Murid yang orang tuanya miskin, tetap diperbolehkan sekolah dengan biaya gratis. Lalu untuk tingkat SD dan SMP, ini benar-benar tidak boleh dipungut biaya sama sekali. "Sosialisasinya Permendikbud ini masih terus dilakukan oleh Kemendikbud, beserta perangkat daerah," katanya.

"Saya ingat Pak Muhadjir pernah bilang tahun ini boleh dipungut biaya, karena memang ada Permen yang dikeluarkan. Sebetulnya memang harus diawasi, karena hitung-hitungannya itu walaupun dana BOS kurang, pasti tidak kurang banyak," papar Abduhzen.

Jika memang kekurangan dana pendidikan, menurut dia, dana bantuan bukan hanya dari BOS. Belum lagi setiap tahun sekolah harus menetapkan uang masuk sebagai uang pembangunan, padahal membangun besar-besaran tidak dilakukan setiap tahun.

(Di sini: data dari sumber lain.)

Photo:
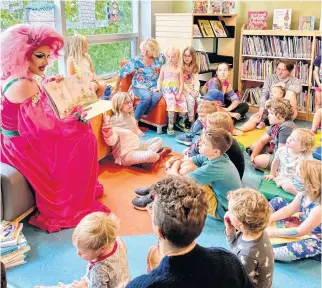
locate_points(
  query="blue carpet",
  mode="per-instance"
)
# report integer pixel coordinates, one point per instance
(53, 257)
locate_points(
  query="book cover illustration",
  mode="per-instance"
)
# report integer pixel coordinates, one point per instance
(218, 28)
(257, 20)
(196, 31)
(215, 7)
(306, 23)
(282, 19)
(200, 7)
(72, 91)
(205, 28)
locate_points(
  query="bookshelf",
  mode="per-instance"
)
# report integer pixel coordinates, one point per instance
(176, 30)
(256, 61)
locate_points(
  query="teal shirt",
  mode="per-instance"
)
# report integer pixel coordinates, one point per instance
(220, 173)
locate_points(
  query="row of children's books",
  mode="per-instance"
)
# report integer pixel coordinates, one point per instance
(273, 46)
(210, 29)
(13, 244)
(259, 69)
(257, 20)
(213, 7)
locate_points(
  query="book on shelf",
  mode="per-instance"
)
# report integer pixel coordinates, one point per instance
(196, 31)
(205, 28)
(273, 46)
(282, 19)
(219, 28)
(215, 7)
(200, 7)
(306, 23)
(257, 20)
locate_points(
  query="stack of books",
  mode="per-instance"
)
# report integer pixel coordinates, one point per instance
(14, 246)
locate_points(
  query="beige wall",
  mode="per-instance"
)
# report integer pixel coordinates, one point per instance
(304, 7)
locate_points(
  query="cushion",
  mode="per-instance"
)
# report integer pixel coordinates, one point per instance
(270, 191)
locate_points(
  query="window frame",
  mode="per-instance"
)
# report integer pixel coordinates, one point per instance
(60, 25)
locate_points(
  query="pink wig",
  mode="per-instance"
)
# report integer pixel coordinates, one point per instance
(20, 41)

Kemudian untuk biaya operasional yang diminta setiap bulannya, tidak hanya siswa kelas satu. Namun siswa kelas dua dan tiga juga harus ikut membayar, walaupun ini belum tahu juga alasannya untuk apa. Ada yang menyebutkan untuk gaji guru honor, padahal guru honor ada dana lain.

"Intinya bagi saya, saya tetap tidak setuju kalau sekolah itu boleh menarik biaya. Apalagi SMA-SMA negeri yang unggulan, duh itu mahal-mahal," kata Abduhzen.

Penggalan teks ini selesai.